Yin Wei, Zhang Jianming, Wang Oliver, Niklaus Simon, Chen Simon, Liu Yifan, Shen Chunhua
IEEE Trans Pattern Anal Mach Intell. 2023 May;45(5):6480-6494. doi: 10.1109/TPAMI.2022.3209968. Epub 2023 Apr 3.
Despite significant progress made in the past few years, challenges remain for depth estimation using a single monocular image. First, it is nontrivial to train a metric-depth prediction model that can generalize well to diverse scenes mainly due to limited training data.

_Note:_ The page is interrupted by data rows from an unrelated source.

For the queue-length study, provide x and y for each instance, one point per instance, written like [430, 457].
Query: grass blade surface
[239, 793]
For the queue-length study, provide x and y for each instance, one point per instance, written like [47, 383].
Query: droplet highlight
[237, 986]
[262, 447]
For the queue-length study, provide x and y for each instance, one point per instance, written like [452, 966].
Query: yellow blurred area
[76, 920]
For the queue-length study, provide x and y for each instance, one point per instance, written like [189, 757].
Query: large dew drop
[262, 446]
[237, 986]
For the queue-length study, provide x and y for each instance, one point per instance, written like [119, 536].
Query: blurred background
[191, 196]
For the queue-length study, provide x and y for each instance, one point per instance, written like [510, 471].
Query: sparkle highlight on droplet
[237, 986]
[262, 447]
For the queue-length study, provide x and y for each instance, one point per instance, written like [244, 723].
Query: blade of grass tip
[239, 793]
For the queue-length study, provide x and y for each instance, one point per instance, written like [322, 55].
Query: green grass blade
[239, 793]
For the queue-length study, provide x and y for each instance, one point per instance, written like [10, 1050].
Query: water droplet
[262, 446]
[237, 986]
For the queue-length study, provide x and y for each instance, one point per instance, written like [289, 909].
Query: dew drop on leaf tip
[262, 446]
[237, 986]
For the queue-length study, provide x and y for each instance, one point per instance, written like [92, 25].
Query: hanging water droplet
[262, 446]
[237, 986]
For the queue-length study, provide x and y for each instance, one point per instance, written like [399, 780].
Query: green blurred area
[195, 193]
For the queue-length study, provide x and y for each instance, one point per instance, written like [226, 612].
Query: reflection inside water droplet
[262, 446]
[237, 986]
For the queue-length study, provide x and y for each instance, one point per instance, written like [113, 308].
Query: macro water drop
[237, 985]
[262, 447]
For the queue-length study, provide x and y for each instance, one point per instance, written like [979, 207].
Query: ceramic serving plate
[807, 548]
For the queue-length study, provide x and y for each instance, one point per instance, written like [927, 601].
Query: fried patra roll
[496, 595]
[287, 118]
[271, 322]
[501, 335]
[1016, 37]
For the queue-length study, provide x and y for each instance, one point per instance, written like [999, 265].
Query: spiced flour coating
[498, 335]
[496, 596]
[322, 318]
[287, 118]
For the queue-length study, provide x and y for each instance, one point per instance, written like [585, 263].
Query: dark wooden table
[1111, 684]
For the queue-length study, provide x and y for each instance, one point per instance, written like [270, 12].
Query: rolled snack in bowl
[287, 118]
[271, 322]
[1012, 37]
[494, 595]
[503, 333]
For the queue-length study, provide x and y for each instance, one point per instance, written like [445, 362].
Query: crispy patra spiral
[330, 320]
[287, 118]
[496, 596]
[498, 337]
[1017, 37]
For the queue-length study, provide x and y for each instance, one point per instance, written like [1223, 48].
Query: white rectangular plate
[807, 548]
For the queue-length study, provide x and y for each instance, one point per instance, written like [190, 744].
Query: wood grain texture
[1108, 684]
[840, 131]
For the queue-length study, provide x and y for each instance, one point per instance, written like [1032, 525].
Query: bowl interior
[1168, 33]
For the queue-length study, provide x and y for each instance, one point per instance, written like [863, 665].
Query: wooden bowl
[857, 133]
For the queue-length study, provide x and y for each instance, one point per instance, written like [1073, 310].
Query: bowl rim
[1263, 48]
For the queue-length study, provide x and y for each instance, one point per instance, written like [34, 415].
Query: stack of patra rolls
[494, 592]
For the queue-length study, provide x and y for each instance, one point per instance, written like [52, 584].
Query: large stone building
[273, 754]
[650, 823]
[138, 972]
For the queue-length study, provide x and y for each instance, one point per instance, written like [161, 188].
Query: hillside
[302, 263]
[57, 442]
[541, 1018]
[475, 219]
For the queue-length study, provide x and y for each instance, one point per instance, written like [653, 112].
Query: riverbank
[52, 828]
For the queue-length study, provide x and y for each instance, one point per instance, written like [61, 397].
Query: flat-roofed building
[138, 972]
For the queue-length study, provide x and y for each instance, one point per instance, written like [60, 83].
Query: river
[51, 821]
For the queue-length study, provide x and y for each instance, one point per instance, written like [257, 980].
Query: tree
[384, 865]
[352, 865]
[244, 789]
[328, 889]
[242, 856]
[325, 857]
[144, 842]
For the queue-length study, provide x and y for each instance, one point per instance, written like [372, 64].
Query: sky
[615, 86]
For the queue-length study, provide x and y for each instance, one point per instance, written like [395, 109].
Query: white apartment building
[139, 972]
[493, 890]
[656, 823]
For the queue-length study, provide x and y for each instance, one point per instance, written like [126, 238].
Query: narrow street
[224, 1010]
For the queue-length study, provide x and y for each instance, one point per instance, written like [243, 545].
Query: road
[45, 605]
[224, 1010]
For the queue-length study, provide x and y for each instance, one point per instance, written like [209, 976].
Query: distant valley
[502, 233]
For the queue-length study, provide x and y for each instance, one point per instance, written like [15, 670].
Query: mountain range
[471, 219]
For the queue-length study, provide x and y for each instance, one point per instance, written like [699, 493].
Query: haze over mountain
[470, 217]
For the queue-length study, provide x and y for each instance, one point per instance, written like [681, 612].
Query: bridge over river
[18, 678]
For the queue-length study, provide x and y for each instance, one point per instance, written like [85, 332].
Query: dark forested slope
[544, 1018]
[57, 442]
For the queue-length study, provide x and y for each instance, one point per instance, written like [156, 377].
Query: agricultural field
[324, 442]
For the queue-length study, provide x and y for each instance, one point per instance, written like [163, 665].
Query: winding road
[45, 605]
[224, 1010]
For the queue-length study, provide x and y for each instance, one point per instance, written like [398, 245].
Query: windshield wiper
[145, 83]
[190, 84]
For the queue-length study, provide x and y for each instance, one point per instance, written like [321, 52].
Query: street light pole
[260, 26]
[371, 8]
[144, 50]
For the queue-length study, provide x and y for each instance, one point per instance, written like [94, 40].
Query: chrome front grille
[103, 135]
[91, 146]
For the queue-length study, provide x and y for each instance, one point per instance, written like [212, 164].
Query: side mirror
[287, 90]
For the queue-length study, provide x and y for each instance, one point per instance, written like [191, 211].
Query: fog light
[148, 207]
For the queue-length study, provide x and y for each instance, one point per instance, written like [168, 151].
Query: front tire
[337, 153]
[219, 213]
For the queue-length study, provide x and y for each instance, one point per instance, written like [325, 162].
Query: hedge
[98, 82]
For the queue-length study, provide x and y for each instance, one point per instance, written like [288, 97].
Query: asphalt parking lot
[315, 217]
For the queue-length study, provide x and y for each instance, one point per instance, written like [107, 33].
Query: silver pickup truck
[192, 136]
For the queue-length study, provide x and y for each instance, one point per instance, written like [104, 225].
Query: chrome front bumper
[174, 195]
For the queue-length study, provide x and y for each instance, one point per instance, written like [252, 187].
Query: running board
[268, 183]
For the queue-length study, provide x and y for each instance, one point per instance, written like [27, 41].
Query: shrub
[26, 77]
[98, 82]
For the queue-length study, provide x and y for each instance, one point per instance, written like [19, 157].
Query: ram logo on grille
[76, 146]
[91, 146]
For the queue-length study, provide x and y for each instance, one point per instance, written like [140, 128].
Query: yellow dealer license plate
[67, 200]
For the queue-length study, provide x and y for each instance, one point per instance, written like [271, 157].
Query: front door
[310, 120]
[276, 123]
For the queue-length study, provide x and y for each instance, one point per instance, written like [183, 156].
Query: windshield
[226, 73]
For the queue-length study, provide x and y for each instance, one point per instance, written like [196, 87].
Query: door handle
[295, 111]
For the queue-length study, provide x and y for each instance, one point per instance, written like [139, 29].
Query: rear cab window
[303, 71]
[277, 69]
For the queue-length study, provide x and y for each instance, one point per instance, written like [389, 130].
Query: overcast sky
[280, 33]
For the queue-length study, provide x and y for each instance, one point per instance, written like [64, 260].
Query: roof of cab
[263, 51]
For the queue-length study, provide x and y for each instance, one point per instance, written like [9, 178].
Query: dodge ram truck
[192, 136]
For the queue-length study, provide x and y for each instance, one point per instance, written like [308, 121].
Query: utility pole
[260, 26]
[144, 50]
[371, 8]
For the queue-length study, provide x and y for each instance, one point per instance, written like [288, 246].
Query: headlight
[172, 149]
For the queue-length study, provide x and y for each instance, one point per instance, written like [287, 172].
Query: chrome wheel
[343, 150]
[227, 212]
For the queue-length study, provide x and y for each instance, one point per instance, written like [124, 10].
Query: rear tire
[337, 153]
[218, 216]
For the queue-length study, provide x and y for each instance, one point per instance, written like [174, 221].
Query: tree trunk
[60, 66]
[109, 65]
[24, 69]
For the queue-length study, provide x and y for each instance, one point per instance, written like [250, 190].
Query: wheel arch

Thus, researchers have built large-scale relative depth datasets that are much easier to collect. However, existing relative depth estimation models often fail to recover accurate 3D scene shapes due to the unknown depth shift caused by training with the relative depth data. We tackle this problem here and attempt to estimate accurate scene shapes by training on large-scale relative depth data, and estimating the depth shift. To do so, we propose a two-stage framework that first predicts depth up to an unknown scale and shift from a single monocular image, and then exploits 3D point cloud data to predict the depth shift and the camera's focal length that allow us to recover 3D scene shapes. As the two modules are trained separately, we do not need strictly paired training data. In addition, we propose an image-level normalized regression loss and a normal-based geometry loss to improve training with relative depth annotation. We test our depth model on nine unseen datasets and achieve state-of-the-art performance on zero-shot evaluation. Code is available at: https://github.com/aim-uofa/depth/.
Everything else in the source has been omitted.